Он задрал исподнюю рубашку к носу и в ней тоже уловил пожар, сорвал ее с себя, а потом склонился понюхать штанину. Распустил ремень, тот упал в комнату боязливым змеиным языком, и выпнулся из брюк, швырнул их через всю комнату к остальной одежде, к чертям, ничего нахер чистого в этом доме, и вот уж двигался уверенно, теперь шторы у него на виду, в них он тоже учуял гарь, шторы – первое, что сшила Эскра, когда только въехали они в этот дом, темно-красный бархат сорвал он, выдрав штангу из стенки, метнул туда же, к одежде. Далее приложился лицом к стене и уловил гарь в обоях, поскреб их ногтями, развернулся, из выдвижного ящика в шкафу достал нож. Подсунул лезвие в стыке и принялся срезать обои, смотрел, как отстают они полосами, те падают на пол, жалкие, и нет уж в них тугой жизненной силы, и тут позади себя услыхал крик Эскры. Она стояла в дверях, прозревала, что стал он безумен, человек едва ли не голый, помешательство в его повадках, какого она прежде не видывала, а когда обернулся и глянул на нее, она увидела, что глаза его сузились до незрячих, увидела нож у него в руке, и подошла к нему, и вытянула руку, и забрала нож, и показалось ей тогда, что он пробудился от какой-то грезы, подался к ней, пал, словно дитя, к ней в объятия.
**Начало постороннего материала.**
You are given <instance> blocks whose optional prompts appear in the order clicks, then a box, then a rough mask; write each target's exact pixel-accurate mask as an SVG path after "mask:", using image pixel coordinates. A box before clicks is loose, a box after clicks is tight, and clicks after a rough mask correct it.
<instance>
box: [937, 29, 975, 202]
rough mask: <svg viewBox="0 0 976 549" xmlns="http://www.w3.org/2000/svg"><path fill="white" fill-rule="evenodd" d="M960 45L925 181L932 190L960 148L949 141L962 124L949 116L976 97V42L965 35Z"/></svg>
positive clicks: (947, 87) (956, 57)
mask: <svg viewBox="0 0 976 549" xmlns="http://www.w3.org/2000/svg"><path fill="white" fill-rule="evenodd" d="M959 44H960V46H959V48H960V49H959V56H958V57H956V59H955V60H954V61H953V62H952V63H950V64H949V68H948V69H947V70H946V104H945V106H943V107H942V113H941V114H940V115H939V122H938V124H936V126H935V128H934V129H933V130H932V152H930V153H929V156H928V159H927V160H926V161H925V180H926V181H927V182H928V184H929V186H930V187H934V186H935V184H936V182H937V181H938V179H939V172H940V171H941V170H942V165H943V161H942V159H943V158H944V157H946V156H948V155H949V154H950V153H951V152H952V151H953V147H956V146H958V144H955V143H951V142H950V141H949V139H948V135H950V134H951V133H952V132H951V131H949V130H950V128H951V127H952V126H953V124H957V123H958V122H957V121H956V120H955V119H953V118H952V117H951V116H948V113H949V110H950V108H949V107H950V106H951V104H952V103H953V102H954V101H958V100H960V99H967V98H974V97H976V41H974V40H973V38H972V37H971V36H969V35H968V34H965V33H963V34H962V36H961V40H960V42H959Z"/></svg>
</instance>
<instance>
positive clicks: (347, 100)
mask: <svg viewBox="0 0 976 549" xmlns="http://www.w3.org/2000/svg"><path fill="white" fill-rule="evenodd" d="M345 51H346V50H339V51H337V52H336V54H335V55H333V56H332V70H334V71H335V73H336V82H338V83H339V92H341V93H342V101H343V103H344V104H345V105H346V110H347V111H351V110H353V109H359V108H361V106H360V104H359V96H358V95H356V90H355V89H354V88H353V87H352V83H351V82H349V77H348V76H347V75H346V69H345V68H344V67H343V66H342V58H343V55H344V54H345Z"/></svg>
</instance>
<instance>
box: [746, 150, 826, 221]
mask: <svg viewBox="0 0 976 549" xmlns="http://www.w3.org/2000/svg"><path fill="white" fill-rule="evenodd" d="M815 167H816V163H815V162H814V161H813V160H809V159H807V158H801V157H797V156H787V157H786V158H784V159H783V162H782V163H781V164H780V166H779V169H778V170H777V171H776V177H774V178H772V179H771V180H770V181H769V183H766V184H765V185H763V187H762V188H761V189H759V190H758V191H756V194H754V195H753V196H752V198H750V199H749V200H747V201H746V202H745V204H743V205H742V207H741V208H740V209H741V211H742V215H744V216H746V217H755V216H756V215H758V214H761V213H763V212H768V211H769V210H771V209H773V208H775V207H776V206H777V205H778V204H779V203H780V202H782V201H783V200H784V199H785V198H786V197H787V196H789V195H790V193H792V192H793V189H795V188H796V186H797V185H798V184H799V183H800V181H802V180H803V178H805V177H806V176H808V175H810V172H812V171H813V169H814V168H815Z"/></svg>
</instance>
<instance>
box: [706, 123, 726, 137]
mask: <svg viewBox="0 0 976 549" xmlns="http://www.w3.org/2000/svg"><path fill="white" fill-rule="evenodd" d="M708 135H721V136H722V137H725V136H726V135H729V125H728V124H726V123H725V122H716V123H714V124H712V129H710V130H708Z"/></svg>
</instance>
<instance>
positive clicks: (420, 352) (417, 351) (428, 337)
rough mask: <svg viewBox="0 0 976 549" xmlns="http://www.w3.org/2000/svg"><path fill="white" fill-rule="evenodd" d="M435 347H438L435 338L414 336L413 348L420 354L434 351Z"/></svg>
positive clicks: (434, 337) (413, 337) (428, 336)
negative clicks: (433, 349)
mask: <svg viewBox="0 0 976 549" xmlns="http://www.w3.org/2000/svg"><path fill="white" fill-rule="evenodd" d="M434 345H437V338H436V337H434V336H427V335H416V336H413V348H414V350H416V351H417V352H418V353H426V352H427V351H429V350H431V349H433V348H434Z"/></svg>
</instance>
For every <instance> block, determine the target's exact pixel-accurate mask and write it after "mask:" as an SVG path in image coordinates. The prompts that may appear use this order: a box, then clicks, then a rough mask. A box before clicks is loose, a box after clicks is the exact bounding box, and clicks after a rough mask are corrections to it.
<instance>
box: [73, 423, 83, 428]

Она обнимала его, и водила рукою по проволочно-темным волосам, и видела в нем мальчишку, какого держала на руках, видела полно и ясно всю меру тревоги его. Когда успокоилось его дыхание, она отвела его наверх, и усадила его на кровать, и смотрела, как он свертывается по-детски, пошла к шторам, их сдвинула. Голос его тих в комнате. Просто я так устал, сказал он. Она села в кресло и смотрела, как он засыпает, свет дневной протискивался в щель между штор, высвечивая дагеротип медузы на стене, тогда как остальная комната сделалась океаном неосвещенных глубин, словно внутренний пейзаж его ума, за который она опасалась. Как состарился он за последнее время, она видела, как темь волос его начала белеть по бокам, и ей стало казаться, что еще больше борозд проскребла жизнь у глаз его. Прежде чем оставить спальню, склонилась к нему и увидела в сумраке, что теперь борозды те размягчились, словно лишь во сне обретал он отдохновенье.
Позднее солнце спряталось, а мраморно-серые небеса испустили настойчиво дождь. Она видела, как пятнает он каменные плиты и отскакивает от них, смотрела сквозь бельма дождя на горы, где мазок света осмелел и все под собою, что было тусклым и бурым, сделал сверкающим. Принесла ему овощного супу и чаю, и он сел, подперев поясницу подушкой. Она раздвинула шторы и устроилась на постели, увидела в глазах его особенный взгляд. Он подался к ней и откашлялся. Я не хотел, сказал он.
Надо показать тебя врачу.
Я все еще чуял его, Эскра.
Чуял что, Барнабас?
Пожар.
Барнабас, весь запах ушел. Ничего от него не осталось. Я мыла, как чернавка. Ветер унес запах прочь.
Я чуял его на одежде. В само?й ткани. Я хочу все это повыбросить, Эскра.
Та одежда вся стирана дочиста. Не чуял ты вчера ничего от этой же одежды, когда в ней ходил. Откуда теперь взять деньги на новую?
Он отпил чай и скривился.
Что сейчас тебе не так? спросила она.
Чай едва теплый.
Она покачала головой, заговорила. Может, пошло б на пользу, если б ты занялся чем-нибудь, Барнабас. Приготовься к той поре, когда получим страховку. Выбирайся из хмари своей. Человеку естественно унывать после того, что случилось. Но столько всего тут надо поделать. Надо опять раскачаться.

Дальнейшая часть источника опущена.